What's the issue?
Corporate governance is the system through which productive assets are owned, controlled and managed. At the moment, those who manage assets in the corporate sector will be accountable to shareholders, rather than workers, customers or citizens. Most of the UK economy is run like this because, since the 1980s, many state assets have been privatised, and organisations like mutual societies – responsible for the vast majority of home loans – have also been transferred to shareholder control.
This expansion of the corporate sector brought a strengthening of the rights (and therefore the potential influence) of shareholders, through changes to both company law and the ‘soft law’ codes governing things such as board membership, shareholder ‘stewardship’ (a euphemism for investor control) and takeover bids. This has undermined the interests of other stakeholders – like employees and UK citizens, generally.

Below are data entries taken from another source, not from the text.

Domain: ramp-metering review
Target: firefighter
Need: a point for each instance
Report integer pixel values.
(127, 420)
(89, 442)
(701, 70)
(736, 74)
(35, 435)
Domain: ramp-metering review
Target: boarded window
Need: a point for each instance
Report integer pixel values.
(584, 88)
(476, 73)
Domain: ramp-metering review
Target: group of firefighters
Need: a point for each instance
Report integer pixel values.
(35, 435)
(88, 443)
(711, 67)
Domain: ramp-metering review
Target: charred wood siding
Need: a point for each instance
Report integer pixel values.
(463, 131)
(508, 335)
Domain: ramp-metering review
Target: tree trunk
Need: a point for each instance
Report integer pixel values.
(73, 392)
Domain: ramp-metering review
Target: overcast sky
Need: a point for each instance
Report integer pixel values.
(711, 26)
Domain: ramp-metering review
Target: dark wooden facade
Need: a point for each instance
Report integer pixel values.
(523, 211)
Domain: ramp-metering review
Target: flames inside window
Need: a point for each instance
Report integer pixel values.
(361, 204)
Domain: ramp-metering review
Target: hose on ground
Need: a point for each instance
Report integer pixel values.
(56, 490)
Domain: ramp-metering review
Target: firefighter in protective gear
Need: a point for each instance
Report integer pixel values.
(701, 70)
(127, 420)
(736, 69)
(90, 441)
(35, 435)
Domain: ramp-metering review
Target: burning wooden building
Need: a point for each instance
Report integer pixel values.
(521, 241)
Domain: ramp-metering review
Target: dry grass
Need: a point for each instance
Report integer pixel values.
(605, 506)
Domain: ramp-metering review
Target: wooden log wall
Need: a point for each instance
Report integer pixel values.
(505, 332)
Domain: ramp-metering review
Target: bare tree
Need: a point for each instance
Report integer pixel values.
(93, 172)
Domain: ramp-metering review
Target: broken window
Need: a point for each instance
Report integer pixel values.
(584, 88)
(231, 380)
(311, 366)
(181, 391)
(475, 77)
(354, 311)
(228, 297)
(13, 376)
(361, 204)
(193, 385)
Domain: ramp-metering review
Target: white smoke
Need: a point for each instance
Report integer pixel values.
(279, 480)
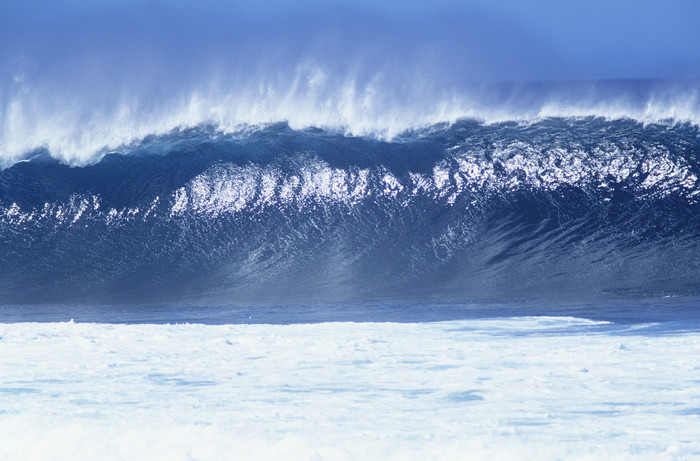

Why does the UK need a much better Companies Act?
The shifting of control to shareholders effectively empowered collective capital, in the form of pension funds, hedge funds and sovereign wealth funds.
UK pension funds are financed by contributions from workers and employers; they are subsidised by the state, which also provides some protection to members, in the event of insolvency. Partly because of regulation and partly because of the need for stable returns over the long term, pension funds are usually relatively risk-averse in their investments.
Hedge funds, on the other hand, look for high returns over shorter periods of time, but through higher-risk activities, like arbitrage-based trading. Some specialise in pressuring the boards of cash-rich firms to ‘unlock’ capital by selling assets, with the proceeds being used for dividends and share buybacks. They mostly represent wealthy individuals and families.
Sovereign wealth funds represent the interests of national governments and ultimately, to some extent, their citizens. Like pension funds, they can take a longer-term view, but they are less restricted by prudential regulation and can respond to market opportunities. The proportion of the returns that gets used for public benefits, like infrastructure, or lower taxes, varies from country to country.